While you could easily have read this on the company’s website (http://www.sustainable-living.unilever.com/ — well worth a look) you may not have done so and it is important to understand the scale and ambition of this plan. To deliver on all of the above in just 10 years, Unilever is going to have to innovate faster and dramatically change its internal capabilities and ways of working, as well as everything from packaging to product formulations to manufacturing to marketing and distribution. At the same time, they are going to have to work across the entire product lifecycle, driving significant changes in raw material sourcing and supplier networks as well as in consumer behaviours.
It is a mammoth task which will require working with a huge range of external partners, and yet the company still expects to be able to grow and to deliver on its business case which includes greater consumer preference, improved customer collaboration, innovation, market and financial growth, and cost benefits. Understandably, Paul Polman, Unilever’s CEO suggests that “Delivering these commitments won’t be easy…Ultimately we will only succeed if we inspire billions of people around the world to take the small, everyday actions that add up to a big difference – actions that will enable us all to live more sustainably.”

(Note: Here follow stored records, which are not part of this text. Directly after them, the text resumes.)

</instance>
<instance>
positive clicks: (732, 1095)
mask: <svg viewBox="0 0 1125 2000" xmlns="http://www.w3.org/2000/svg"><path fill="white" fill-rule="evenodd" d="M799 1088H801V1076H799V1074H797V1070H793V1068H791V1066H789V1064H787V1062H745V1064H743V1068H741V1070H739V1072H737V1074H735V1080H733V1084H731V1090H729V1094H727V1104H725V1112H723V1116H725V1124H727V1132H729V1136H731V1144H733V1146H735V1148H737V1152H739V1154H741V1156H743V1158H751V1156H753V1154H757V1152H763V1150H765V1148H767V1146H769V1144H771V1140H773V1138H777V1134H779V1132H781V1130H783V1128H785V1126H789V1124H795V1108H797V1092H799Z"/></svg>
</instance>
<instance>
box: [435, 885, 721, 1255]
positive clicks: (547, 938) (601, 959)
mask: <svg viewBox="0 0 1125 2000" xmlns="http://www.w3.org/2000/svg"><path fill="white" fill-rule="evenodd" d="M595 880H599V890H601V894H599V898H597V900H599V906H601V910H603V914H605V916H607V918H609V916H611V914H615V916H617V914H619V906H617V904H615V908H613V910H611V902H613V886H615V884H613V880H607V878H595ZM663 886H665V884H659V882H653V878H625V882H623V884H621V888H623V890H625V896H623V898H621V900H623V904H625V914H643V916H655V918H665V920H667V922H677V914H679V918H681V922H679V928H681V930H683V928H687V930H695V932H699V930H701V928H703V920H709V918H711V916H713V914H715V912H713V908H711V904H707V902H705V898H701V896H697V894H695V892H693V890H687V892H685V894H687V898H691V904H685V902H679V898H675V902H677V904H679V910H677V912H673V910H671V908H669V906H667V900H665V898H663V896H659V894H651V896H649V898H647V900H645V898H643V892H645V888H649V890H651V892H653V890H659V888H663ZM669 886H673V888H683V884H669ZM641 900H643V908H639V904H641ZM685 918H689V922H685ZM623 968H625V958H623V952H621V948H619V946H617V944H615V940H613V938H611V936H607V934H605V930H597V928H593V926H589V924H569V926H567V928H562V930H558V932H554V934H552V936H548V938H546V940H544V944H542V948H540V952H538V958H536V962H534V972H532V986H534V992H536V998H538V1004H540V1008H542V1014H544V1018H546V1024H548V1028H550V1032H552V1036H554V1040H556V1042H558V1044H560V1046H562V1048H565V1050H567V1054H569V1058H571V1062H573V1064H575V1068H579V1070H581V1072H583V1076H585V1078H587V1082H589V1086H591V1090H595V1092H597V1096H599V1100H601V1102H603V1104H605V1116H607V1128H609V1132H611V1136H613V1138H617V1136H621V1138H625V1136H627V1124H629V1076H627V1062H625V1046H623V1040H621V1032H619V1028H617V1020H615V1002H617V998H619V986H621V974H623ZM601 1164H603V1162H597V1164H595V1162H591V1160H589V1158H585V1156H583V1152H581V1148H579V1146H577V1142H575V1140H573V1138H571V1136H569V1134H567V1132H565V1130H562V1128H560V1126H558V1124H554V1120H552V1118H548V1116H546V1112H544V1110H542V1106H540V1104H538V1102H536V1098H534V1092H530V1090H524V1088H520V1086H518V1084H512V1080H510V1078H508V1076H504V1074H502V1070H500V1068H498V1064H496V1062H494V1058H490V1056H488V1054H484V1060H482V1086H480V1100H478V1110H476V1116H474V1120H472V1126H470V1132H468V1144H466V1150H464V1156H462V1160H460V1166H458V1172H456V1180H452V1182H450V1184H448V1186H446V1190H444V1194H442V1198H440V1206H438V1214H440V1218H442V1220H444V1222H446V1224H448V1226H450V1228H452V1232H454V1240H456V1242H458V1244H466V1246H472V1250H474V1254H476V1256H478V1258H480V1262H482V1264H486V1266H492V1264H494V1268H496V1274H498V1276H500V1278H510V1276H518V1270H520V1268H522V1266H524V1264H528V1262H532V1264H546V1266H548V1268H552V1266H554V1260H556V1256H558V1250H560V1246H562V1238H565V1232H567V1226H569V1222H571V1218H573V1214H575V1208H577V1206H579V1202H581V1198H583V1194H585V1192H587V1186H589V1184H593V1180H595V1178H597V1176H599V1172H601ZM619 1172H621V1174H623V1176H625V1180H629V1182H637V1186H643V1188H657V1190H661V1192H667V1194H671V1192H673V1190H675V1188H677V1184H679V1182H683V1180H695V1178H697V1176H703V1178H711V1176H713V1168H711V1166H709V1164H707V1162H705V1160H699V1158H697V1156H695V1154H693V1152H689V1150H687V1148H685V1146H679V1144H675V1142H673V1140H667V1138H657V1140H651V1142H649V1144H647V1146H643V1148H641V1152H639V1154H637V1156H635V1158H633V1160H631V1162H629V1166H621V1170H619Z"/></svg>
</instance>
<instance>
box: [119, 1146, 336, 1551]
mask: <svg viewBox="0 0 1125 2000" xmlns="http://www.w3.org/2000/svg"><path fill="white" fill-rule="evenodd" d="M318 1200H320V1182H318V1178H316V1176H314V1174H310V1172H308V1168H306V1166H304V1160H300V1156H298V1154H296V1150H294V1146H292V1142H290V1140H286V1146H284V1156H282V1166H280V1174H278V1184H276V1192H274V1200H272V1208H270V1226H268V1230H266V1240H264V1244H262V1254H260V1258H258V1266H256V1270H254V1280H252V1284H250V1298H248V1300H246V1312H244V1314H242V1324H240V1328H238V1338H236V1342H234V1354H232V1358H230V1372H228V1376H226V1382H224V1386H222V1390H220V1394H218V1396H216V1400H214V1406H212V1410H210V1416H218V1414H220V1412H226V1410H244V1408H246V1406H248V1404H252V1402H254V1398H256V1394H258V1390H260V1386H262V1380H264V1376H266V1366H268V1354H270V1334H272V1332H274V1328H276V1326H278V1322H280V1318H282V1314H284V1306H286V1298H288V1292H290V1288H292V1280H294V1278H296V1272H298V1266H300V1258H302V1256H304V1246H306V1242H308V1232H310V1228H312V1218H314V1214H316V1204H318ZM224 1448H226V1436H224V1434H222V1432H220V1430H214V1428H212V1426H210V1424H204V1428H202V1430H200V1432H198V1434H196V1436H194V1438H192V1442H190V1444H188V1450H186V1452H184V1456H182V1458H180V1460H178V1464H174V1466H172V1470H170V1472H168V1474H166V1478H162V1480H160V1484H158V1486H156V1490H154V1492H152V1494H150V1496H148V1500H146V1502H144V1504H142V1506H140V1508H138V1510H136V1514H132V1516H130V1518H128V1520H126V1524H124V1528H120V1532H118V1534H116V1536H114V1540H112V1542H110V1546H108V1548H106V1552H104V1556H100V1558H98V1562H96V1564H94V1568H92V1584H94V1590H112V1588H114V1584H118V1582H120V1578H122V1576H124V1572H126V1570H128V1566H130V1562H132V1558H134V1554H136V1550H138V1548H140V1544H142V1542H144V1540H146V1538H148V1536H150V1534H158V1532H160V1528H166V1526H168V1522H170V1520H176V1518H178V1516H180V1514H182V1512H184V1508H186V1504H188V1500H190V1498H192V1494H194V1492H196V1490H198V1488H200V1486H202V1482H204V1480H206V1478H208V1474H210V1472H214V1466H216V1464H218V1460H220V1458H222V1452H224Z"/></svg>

So apart from the scale of ambition, why is this plan so exciting? What makes it different from the countless sustainability initiatives undertaken with the best intentions by companies, governments and NGOs around the world? Our view is that there are 5 significant elements which make this plan a first of its kind:
- Unilever has put sustainability at the heart of its vision, strategy and brand portfolio. This is not a CSR department dreaming up some great, isolated initiatives which run independently of day to day business. This plan HAS to be an integral part of day to day operations, innovation, marketing, and more – across its brand portfolio – if the company is to deliver on its globally announced targets.By setting out metrics, it has invited the world to judge its progress.
- The plan mobilizes and engages the entire organization. Again this is not a silo or one department “play.” Everyone in the organization has a role – and more importantly, clear, inspiring and energizing ambitions towards which they can aim. These ambitions will make a difference to the employees personally and their communities, opening the potential for unprecedented employee engagement.
- The company has focused outward, not inward. The plan is focused not just on the products the company supplies but on the whole lifecycle from raw materials to consumer use and behaviours. Every product has been analyzed in terms of impact at each step in the lifecycle, allowing the company to clearly understand where their efforts can make most difference, which is in the sourcing of raw materials and consumer use at home as these represent the largest environmental impacts.
- Unilever is tackling big problems through small steps, allowing consumers to get involved. Often the magnitude of the challenge of addressing our global resource issues deters companies and individuals from taking it up. People say, “We can’t make a difference.” What Unilever is doing is showing how lots of small steps by the billions of people who use its products daily can make the necessary difference – making it easy for consumers, customers and suppliers to get involved.
- The company recognizes it can’t do it alone. It actively wants to partner with governments, NGOs, suppliers and others to make the difference it aspires for. Wouldn’t it be nice of the G20 could do the same?
There are many things to be excited about in this “next generation of sustainability” plan, and many implications for how other companies and entities tackle pressing global issues. We will explore these in further blog posts, as well as articles and interviews.
For now, we invite you to think about how your organization could “steal with pride” from this plan, and what it would take to implement it in your organization.